This post originally appeared on Forbes


Did you make New Year’s resolutions this year? Considering that the most common topics are health and finances, there’s a pretty good chance that at least one of them involves a financial goal. Unfortunately, there’s also a pretty good chance that any resolution we make won’t be kept. Here are some ways to make sure that you at least keep your financial ones:

1) Set SMART goals. When we set a vague goal like “save more money” or a seemingly insurmountable one like “pay off all debt,” we’ve already set ourselves down the path to failure. Instead, you want your goal to be SMART: specific, measurable, attainable, realistic, and time-sensitive.

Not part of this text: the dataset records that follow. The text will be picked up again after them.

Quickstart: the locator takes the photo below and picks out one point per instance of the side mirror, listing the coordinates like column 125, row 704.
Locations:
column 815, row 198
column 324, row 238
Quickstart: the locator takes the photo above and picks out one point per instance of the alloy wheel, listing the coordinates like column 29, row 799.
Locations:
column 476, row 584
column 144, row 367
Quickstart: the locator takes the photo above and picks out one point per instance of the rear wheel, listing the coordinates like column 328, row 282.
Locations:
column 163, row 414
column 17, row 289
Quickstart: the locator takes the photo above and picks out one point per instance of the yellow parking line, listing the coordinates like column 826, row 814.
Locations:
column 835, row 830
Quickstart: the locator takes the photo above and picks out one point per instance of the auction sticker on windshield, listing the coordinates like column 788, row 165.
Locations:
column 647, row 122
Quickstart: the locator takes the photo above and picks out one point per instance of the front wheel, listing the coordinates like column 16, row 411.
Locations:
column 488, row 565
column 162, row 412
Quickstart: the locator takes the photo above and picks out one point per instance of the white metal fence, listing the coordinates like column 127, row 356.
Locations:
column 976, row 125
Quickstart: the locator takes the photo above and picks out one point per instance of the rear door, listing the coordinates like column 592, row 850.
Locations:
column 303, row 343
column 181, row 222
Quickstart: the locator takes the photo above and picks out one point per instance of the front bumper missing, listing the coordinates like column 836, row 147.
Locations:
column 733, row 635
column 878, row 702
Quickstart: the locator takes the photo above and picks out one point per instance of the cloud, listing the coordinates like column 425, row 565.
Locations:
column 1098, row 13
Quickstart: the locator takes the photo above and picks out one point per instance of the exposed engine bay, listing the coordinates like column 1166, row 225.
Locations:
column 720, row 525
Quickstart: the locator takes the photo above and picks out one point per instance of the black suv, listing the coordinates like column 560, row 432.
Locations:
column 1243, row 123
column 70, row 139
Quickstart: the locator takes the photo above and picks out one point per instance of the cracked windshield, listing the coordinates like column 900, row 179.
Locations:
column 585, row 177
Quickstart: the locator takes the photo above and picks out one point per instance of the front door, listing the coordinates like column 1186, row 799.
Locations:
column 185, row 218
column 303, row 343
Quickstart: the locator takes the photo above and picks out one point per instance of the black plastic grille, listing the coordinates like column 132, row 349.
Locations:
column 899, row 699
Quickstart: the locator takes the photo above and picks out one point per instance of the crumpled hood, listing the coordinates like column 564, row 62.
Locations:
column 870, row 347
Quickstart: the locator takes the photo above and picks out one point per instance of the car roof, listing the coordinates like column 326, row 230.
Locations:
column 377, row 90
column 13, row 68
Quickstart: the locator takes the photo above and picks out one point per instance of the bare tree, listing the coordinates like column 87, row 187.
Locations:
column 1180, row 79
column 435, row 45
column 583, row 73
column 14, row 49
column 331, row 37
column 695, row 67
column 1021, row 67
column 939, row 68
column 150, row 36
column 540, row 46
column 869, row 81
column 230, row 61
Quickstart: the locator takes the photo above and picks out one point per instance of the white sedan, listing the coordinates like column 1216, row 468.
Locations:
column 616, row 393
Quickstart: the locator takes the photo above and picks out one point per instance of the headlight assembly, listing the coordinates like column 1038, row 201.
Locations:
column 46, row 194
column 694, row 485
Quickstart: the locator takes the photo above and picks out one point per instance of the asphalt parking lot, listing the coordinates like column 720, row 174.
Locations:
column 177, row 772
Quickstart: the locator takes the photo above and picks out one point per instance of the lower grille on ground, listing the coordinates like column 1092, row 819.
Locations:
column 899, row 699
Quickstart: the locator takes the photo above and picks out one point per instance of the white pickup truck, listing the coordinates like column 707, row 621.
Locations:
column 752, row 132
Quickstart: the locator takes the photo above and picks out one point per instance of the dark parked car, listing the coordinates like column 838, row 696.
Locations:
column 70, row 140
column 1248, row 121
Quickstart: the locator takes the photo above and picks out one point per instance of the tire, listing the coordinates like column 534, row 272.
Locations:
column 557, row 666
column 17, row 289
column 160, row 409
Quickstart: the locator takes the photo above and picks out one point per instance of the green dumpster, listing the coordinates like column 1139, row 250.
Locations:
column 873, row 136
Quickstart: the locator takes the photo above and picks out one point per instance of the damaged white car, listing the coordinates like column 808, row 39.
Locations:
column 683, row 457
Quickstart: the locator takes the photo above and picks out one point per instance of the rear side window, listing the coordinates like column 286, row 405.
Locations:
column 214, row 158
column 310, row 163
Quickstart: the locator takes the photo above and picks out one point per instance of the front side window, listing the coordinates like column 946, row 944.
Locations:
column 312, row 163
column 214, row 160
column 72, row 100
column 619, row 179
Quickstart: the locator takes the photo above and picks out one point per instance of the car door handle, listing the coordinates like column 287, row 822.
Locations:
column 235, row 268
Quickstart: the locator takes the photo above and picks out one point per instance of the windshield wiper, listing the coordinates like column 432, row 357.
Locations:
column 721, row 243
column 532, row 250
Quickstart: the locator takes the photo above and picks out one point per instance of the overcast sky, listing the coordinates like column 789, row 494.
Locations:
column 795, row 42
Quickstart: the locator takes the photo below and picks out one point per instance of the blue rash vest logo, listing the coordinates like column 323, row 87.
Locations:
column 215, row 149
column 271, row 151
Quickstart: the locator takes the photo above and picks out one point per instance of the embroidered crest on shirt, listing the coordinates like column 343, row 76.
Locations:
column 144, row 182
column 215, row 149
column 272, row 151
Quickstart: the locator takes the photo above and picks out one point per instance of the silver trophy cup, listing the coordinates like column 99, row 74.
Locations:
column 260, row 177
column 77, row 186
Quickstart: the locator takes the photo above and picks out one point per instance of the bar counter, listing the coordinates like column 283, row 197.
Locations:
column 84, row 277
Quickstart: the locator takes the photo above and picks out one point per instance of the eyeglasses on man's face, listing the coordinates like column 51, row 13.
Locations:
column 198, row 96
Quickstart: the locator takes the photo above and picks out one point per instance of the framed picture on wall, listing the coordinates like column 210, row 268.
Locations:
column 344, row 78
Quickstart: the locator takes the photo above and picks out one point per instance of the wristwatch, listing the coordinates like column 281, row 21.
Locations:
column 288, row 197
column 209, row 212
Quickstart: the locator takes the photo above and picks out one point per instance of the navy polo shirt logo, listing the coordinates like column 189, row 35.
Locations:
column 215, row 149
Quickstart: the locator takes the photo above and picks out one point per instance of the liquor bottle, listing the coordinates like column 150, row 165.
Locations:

Instead of “save more money,” a SMART goal might be to save an extra $5,000 for emergencies by the end of the year.

2) Determine how you’ll invest for each goal. For goals to be funded within the next 5 years, you’ll want to keep your money somewhere safe like a bank account or stable value fund that just earns interest and doesn’t fluctuate in value. That’s because if you invest the money in something more aggressive like stocks, it could lose value and not recover by the time you need the money. The benefit of a higher return is also much less when the money has such a short time to compound.

For longer term goals, it probably makes sense to take some investment risk. Otherwise, you face the risk of having your purchasing power reduced by inflation. A 1% return with 2% inflation is actually losing 1% a year in real terms of what you can buy with that money.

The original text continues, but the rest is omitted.